Medicine in Mesopotamia
Civilization as we recognize it today with cities, organized agriculture, government and a legal system dates back some 6000 years to the Valley of the Nile and the adjacent land of Mesopotamia between the Tigris and Euphrates.
Great Kings arose, such as Sargon of the city of Akkad (around 2350 BC), who subjugated the whole of Sumeria and Hammurabi (around 1900 BC), who established his capital at Babylon.
In time, Babylon was conquered by Tiglath-Pileser, king of the northern neighbor Assyria, with its capital at Nineveh around 1100 BC.
The medicine of Mesopotamia was primarily medico-religious. Practitioners were priests and were ruled by the strict laws include in the code of King Hammurabi.

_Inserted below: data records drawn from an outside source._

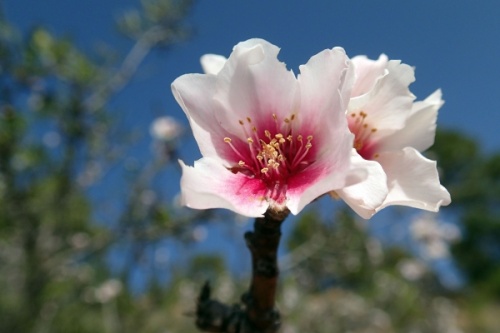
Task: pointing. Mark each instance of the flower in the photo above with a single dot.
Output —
(269, 139)
(390, 132)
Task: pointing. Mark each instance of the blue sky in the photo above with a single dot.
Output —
(454, 45)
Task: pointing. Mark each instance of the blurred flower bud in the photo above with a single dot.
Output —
(165, 129)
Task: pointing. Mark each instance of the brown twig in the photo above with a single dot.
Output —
(258, 313)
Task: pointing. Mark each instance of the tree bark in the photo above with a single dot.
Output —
(257, 314)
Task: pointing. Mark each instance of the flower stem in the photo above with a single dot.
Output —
(258, 314)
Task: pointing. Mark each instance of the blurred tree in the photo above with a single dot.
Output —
(55, 140)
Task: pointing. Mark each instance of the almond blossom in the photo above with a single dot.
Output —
(390, 132)
(269, 139)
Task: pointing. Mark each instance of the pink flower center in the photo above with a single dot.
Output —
(363, 140)
(272, 155)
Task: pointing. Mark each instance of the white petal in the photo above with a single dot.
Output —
(388, 104)
(367, 73)
(368, 195)
(325, 86)
(413, 180)
(254, 83)
(420, 127)
(209, 185)
(194, 93)
(212, 63)
(325, 82)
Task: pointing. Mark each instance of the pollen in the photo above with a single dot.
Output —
(364, 143)
(271, 151)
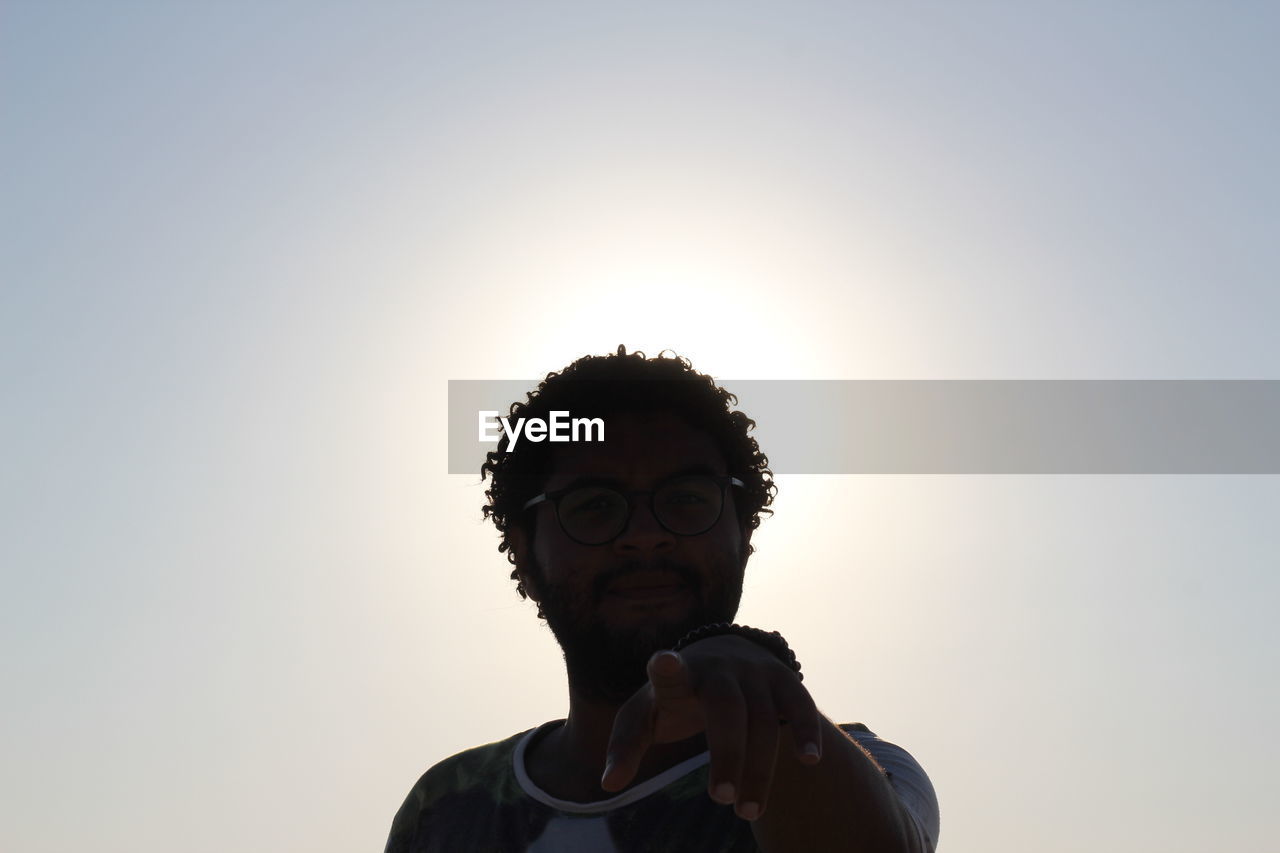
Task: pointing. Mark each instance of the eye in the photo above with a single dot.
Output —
(590, 502)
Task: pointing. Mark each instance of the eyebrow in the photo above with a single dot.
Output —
(612, 483)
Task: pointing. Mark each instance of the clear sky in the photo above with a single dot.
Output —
(245, 245)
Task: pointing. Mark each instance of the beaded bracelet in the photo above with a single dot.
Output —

This code, carved, on a black stone about eight feet high which was discovered at Shush in what is now Iran in 1901, can be seen today in the Louvre Museum in Paris.
His code details family law, the right of slaves, the penalties for theft and rewards for success and severe punishment for failure on the part of the surgeon.

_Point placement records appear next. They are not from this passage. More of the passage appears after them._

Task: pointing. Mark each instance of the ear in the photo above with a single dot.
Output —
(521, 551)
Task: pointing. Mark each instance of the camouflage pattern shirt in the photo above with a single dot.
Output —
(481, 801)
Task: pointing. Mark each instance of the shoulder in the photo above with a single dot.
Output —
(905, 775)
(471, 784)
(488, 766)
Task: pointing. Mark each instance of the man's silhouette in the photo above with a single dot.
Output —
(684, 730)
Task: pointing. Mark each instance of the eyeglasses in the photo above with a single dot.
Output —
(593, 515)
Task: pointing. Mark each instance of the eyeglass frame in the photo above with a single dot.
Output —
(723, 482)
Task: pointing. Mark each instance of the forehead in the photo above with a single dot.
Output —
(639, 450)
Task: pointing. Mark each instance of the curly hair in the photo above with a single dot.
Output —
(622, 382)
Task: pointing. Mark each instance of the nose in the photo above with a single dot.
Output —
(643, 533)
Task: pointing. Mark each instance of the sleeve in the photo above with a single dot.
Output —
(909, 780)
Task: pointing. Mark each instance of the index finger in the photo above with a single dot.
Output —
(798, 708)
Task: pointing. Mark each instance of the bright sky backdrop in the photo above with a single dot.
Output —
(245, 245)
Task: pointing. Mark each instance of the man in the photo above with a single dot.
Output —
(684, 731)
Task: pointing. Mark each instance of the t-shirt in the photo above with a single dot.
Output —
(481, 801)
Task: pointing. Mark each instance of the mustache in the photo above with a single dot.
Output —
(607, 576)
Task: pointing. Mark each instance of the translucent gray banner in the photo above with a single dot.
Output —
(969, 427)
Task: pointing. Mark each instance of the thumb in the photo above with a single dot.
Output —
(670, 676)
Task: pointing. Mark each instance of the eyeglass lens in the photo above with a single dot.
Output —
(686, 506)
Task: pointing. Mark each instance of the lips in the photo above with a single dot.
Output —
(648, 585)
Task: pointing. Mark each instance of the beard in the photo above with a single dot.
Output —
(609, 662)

There are evidence from these writings that surgical conditions such wounds, fractures and abscess were treated. Thus it can be read:
If a doctor heals a free man’s broken limb and has healed a sprained tendon, the patient is to pay the doctor five shekels of silver.
If it is the son of nobleman, he will give him three shekels of silver.
If the physician has healed a man’s eye of a severe wound by employing a bronze instrument and so healed the man’s eye, he is to be paid ten shekels of silver.
If a doctor has treated a man for a severe wound with a bronze instrument and the man dies and if he has opened the spot in the man’s eye with the instrument of bronze but destroys the man’s eye, his hands will be cut off.
If it were not for Hammurabi’s code of law, all memory of surgery in Babylon, nearly 4000 years ago, would have been lost.
Surgery as a craft was hardly worth mentioning only when it became of interest to the law was it engraved in stone.